I am still helping out at my school, but it’s simply not the same. I try to be innovative and think of ways to keep the students engaged, but despite technology, it’s hard. I’ve made cooking videos and numerous google forms to keep the students entertained. Zoom calls have helped, but Zoom doesn’t capture how endearing 3rd and 4th graders are, allow for fist bumps, or playing class games (they can’t get enough Heads Up 7 Up). 

Technology has allowed me to continue giving private classes, and in turn, has given me some pretty adorable voice messages from a third and fourth grader. Not to mention, that while private classes started off as a way to make a bit more money, it became one of the most fulfilling components of my life here. Quite simply, it has introduced me to so many wonderful people. A woman named Raquel often ends our lessons reminding me to reach out if I need anything during all of this. And just by the way she says it, I can tell it is heartfelt and not said because it’s kind of a polite thing to end conversations with these days. I also continue to send voice messages as listening practice to my student Jose María who proves it’s never too late to learn a second language, even at the age of 75.

Meanwhile, the once lively Madrid is quiet and desolate. Though, we are now allowed to go outside and exercise during apportioned time slots based on age, which has helped. We also continue to applaud essential workers at 8 o’clock every night — something we have done since the beginning of quarantine. I have been able to meet (and befriend) my neighbors. A neighbor named Delia across the street calls me every day to help me practice Spanish. When she heard I had recently read Where the Crawdads Sing, she bought herself a copy so she could speak to me about it. I am anxiously awaiting my order of A Gentleman in Moscow, so I can gift it to her; I suppose it’s the next book in our book club.

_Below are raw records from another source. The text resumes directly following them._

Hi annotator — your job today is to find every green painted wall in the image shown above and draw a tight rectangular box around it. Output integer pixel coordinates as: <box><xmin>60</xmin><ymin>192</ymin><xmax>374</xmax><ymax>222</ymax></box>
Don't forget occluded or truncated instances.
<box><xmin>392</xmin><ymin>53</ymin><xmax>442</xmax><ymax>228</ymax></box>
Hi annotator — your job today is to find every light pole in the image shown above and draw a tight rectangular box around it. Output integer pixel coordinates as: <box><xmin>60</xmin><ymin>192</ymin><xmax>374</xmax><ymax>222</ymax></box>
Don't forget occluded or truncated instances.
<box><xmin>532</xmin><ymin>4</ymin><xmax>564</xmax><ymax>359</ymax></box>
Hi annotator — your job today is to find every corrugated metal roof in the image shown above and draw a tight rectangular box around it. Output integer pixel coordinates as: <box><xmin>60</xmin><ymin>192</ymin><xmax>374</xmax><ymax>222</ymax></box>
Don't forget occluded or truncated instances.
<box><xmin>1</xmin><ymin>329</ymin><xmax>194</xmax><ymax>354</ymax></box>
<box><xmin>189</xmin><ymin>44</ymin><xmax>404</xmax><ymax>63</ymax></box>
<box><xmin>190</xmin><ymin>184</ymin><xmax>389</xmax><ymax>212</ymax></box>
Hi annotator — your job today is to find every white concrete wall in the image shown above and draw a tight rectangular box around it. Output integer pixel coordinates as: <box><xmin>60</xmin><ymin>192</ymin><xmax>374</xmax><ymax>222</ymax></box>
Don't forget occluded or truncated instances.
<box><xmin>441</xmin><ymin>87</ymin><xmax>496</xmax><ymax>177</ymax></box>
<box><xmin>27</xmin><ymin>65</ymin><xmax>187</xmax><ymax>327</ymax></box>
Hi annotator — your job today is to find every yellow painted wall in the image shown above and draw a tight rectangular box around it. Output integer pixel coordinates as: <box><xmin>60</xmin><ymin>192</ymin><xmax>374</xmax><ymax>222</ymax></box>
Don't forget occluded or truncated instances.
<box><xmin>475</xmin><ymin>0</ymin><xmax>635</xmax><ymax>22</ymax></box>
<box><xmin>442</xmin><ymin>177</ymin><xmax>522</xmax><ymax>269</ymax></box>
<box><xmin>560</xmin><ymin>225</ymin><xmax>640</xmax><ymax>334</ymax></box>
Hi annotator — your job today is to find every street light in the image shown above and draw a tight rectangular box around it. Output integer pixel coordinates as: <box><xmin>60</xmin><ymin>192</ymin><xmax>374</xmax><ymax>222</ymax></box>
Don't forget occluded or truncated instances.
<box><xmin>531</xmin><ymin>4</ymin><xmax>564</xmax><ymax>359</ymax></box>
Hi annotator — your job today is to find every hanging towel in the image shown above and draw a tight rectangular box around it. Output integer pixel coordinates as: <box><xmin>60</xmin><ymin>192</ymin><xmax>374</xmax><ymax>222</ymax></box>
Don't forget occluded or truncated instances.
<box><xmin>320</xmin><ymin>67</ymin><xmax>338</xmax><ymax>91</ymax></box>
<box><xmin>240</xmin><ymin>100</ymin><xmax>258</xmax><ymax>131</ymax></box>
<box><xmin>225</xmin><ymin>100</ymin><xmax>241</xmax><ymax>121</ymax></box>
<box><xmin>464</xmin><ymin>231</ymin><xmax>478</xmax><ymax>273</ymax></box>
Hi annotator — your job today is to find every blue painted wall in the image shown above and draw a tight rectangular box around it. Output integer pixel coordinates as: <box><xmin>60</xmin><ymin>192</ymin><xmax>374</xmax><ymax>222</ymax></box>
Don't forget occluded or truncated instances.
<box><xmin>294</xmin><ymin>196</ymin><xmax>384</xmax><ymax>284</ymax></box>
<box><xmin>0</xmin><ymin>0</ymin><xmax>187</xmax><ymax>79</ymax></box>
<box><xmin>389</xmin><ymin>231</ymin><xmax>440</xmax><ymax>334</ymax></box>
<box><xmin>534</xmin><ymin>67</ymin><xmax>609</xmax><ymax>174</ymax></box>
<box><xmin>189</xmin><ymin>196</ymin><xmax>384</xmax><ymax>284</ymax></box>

And so, random acts of kindness have become more frequent and the highlights of my days 

I do not foresee traveling home anytime soon, as I am still wary of an international flight and the risk that comes with it: the potential of making a loved one or stranger sick. And though I know it is farfetched — like extremely wishful thinking — I still hold out hope that schools will reopen. So for now, Madrid remains my home away from home. I’ll continue to do my best to enjoy it and its people one day at a time.